Chappelle's love of rotisserie chickens for his gigs was skewered, literally, with lines about Hitler’s hens and Pol Pot poultry, and being late on stage.

Add hilarious skits, I hesitate to say quips, about a meeting in Nottingham with a baked potato seller with the name of Robin Hood Baked Potatoes, where he pointed out that potatoes weren’t around in the days of Robin Hood. Surreal, at times infantile, but hilarious too.

The second set, Snowflake. takes aim at political correctness gone mad, the deifying of Ricky Gervais and his Afterlife show and Phoebe Waller-Bridge, she of Fleabag.

Also in the firing line again was Jimmy Carr and former revolutionary enfant terrible, turned Tory gob on a stick Tony Parsons and his use of grammar and swear words.

Gervais gets it ‘for saying the unsayable', an excruciating slapstick routine about not actually saying anything at all, that, given Lee's high blood pressure, had you fearing for his life.

But the best lines were reserved for Waller-Bridge and her involvement with the latest James Bond. Her style of delivery was ferociously lampooned as was the whole James Bond (or John Bond as his nan would say) franchise with references to his tiny manhood and what a thoroughly unsavoury character 007 is or was.

His nan was also used as a vehicle to deconstruct claims of political correctness gone made, with some hilarious, but sadly recognisable racist tropes. He makes no apology for political correctness, but recognises the world we live in the the people we are governed by.
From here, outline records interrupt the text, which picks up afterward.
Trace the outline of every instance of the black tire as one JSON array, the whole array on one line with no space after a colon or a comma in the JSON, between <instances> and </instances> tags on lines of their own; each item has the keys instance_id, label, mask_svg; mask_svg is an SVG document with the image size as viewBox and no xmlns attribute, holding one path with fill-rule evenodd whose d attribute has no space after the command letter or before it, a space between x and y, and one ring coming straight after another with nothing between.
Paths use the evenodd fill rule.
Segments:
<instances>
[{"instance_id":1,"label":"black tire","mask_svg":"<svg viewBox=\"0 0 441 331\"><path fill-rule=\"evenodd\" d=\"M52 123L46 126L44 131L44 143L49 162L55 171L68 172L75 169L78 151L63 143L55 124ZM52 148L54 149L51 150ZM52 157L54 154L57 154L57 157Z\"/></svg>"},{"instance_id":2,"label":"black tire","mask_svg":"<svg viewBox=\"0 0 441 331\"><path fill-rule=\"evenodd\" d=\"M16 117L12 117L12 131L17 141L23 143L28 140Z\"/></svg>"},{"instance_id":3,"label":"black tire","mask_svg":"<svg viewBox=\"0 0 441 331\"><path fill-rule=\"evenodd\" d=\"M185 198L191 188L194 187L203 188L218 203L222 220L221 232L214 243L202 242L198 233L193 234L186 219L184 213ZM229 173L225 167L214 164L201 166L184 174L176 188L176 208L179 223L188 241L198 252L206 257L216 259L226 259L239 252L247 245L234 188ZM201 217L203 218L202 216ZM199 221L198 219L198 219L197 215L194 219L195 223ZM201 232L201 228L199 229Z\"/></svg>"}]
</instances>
Cue the song, a fitting end to an uproarious, brilliantly constructed two hours of thought provoking comedy.

The Gervais spoof stretched you patience, but the biting sarcasm, challenging of the audience and interspersed slapstick made it a glorious couple of hours.

And despite having grown up just down the road from the venue, there was no mawkish homage to his home town, just endless laughter.